Keywords: membrane transport, amino acid transport, amino acid metabolism, stress response, salicylic acid
Introduction
Plants absorb nitrogen (N) mostly in its two major inorganic forms, ammonium and nitrate ions. These ions are eventually assimilated into glutamine, then the N is transferred through transamination reactions to all other organic N molecules including other amino acids. In addition to the critical role as the central metabolites, amino acids serve as the N carrier between different organelles, tissues and organs. Distribution of assimilated N from the source (typically photosynthetic leaves) to sink tissues is mainly achieved through translocation of amino acids. To meet such needs, plant genomes encode numerous amino acid transporters (∼100 identified members of transporter families in Arabidopsis, Tegeder and Hammes, 2018), which function in transporting amino acids across the plasma membrane, as well as across organelle membranes.

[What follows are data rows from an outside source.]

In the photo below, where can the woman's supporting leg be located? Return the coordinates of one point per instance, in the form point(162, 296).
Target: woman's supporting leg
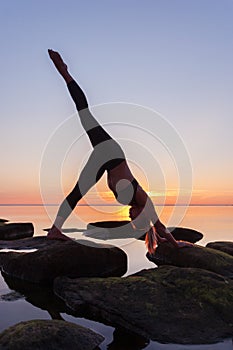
point(105, 149)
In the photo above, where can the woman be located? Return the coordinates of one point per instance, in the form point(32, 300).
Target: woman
point(107, 156)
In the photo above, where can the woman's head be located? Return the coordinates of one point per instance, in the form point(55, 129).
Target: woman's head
point(138, 217)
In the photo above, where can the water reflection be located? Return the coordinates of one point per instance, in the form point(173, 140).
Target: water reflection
point(115, 339)
point(44, 298)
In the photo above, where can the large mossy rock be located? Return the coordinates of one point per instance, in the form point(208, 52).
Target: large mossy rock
point(47, 334)
point(226, 247)
point(196, 256)
point(69, 258)
point(16, 230)
point(168, 304)
point(123, 229)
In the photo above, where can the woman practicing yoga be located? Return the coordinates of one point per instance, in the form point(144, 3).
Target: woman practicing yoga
point(108, 156)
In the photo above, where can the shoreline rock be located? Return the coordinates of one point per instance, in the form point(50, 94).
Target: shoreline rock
point(49, 334)
point(224, 246)
point(167, 304)
point(196, 257)
point(79, 258)
point(123, 229)
point(14, 231)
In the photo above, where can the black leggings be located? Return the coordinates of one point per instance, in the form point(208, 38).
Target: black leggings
point(107, 153)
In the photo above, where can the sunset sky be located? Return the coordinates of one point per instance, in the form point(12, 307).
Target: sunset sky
point(160, 73)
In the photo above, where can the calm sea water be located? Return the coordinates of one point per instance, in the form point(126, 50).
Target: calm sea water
point(216, 223)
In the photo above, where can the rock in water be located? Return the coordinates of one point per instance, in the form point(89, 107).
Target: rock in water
point(167, 304)
point(196, 256)
point(226, 247)
point(69, 258)
point(3, 222)
point(49, 334)
point(16, 231)
point(123, 229)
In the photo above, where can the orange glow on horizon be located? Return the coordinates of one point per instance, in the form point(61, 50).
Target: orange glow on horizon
point(107, 198)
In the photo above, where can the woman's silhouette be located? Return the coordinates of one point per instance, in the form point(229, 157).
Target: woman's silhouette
point(107, 156)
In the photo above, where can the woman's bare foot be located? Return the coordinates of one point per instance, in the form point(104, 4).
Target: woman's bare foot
point(55, 234)
point(58, 61)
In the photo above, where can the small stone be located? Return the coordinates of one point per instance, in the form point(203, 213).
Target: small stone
point(49, 334)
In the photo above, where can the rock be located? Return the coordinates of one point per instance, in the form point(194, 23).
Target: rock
point(16, 231)
point(226, 247)
point(123, 229)
point(3, 222)
point(196, 256)
point(47, 334)
point(69, 258)
point(167, 304)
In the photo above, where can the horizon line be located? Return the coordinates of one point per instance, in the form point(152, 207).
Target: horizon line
point(114, 205)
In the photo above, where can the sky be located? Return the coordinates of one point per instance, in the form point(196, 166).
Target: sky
point(158, 74)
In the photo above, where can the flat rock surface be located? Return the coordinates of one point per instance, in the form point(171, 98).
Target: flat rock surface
point(49, 334)
point(196, 256)
point(167, 304)
point(16, 230)
point(59, 258)
point(123, 229)
point(226, 247)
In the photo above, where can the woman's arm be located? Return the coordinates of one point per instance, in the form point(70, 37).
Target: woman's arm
point(153, 220)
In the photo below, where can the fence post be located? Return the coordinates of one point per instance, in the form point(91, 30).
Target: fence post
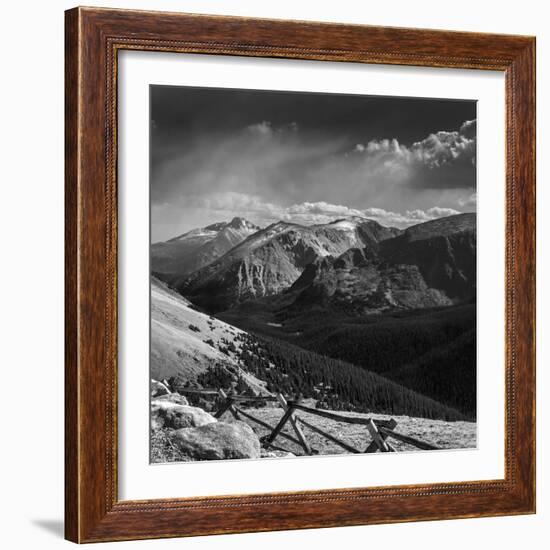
point(297, 429)
point(373, 446)
point(376, 437)
point(270, 438)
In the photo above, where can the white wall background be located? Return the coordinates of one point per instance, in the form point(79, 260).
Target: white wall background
point(31, 151)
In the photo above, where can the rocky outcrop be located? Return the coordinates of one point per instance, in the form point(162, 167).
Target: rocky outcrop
point(175, 398)
point(158, 388)
point(217, 441)
point(271, 260)
point(165, 414)
point(196, 248)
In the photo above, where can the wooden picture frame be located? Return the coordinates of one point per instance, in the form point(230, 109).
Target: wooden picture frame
point(93, 39)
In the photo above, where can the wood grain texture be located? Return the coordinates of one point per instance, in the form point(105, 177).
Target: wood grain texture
point(93, 38)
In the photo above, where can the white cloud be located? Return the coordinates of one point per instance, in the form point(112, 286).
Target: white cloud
point(227, 205)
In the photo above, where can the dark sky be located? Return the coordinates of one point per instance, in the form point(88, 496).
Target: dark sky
point(306, 157)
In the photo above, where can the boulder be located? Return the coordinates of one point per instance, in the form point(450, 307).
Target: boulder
point(173, 398)
point(165, 414)
point(217, 441)
point(158, 388)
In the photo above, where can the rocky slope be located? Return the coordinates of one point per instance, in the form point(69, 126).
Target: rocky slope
point(430, 264)
point(272, 259)
point(197, 248)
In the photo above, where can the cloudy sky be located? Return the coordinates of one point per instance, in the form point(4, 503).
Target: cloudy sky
point(306, 158)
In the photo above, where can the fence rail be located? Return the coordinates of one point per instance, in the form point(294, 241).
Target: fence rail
point(378, 430)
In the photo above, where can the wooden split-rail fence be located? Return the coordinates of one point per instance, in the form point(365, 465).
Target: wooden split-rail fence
point(380, 431)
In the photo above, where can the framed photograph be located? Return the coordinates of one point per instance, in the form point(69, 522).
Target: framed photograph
point(300, 275)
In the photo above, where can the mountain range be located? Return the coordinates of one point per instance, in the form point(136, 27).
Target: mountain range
point(287, 306)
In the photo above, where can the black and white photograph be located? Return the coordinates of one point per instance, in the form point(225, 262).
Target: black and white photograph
point(312, 274)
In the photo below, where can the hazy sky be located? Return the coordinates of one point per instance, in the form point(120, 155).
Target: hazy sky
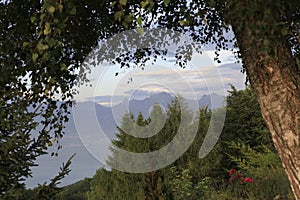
point(201, 76)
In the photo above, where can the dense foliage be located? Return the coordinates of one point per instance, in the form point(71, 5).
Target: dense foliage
point(237, 168)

Given the central role of amino acids in cellular metabolism and N balance between organs, it is not surprising that multiple mechanisms seem to exist to monitor the levels of amino acids. For example, TARGET OF RAPAMYCIN Complexes (TORCs) are cytosolic kinases that are activated by branched chain amino acids and are conserved among fungi, metazoans and plants (Nakajo et al., 2004; Fumarola et al., 2005; Kingsbury et al., 2015; Shimobayashi and Hall, 2016; Cao et al., 2019; Schaufelberger et al., 2019). Another cytosolic kinase, GENERAL CONTROL NON-REPRESSIBLE 2 (GCN2), is important for sensing N deficiency and is also conserved in fungi, metazoans, and plants. GCN2 does not sense amino acids per se, however it is activated when bound to de-acetylated tRNAs, which are more abundant when the cell is deprived of amino acids. Activated GCN2 represses protein synthesis by deactivating EUKARYOTIC ELONGATION INITIATION FACTOR 2α (eIF2α) through phosphorylation (Chantranupong et al., 2015). Therefore, TORC and GCN2 monitor the cytosolic amino acid sufficiency and deficiency, respectively. Additionally, GLUTAMATE RECEPTOR-LIKE (GLR) proteins, which structurally resemble the neuronal glutamate receptors from metazoans, seem to be involved in the perception of extracellular amino acids (Qi et al., 2006; Stephens et al., 2008; Vincill et al., 2012; Tapken et al., 2013; Kong et al., 2016; Goto et al., 2020). In addition to the proteogenic amino acids sensed by the above pathways, specialized non-proteogenic amino acids, such as β-aminobutyric acid (Luna et al., 2014) and pipecolic acid (PIP) and its derivative N-hydroxypipecolic acid (NHP) (Huang et al., 2020), function as defense signaling molecules, both of which activate the SA-dependent defense pathway.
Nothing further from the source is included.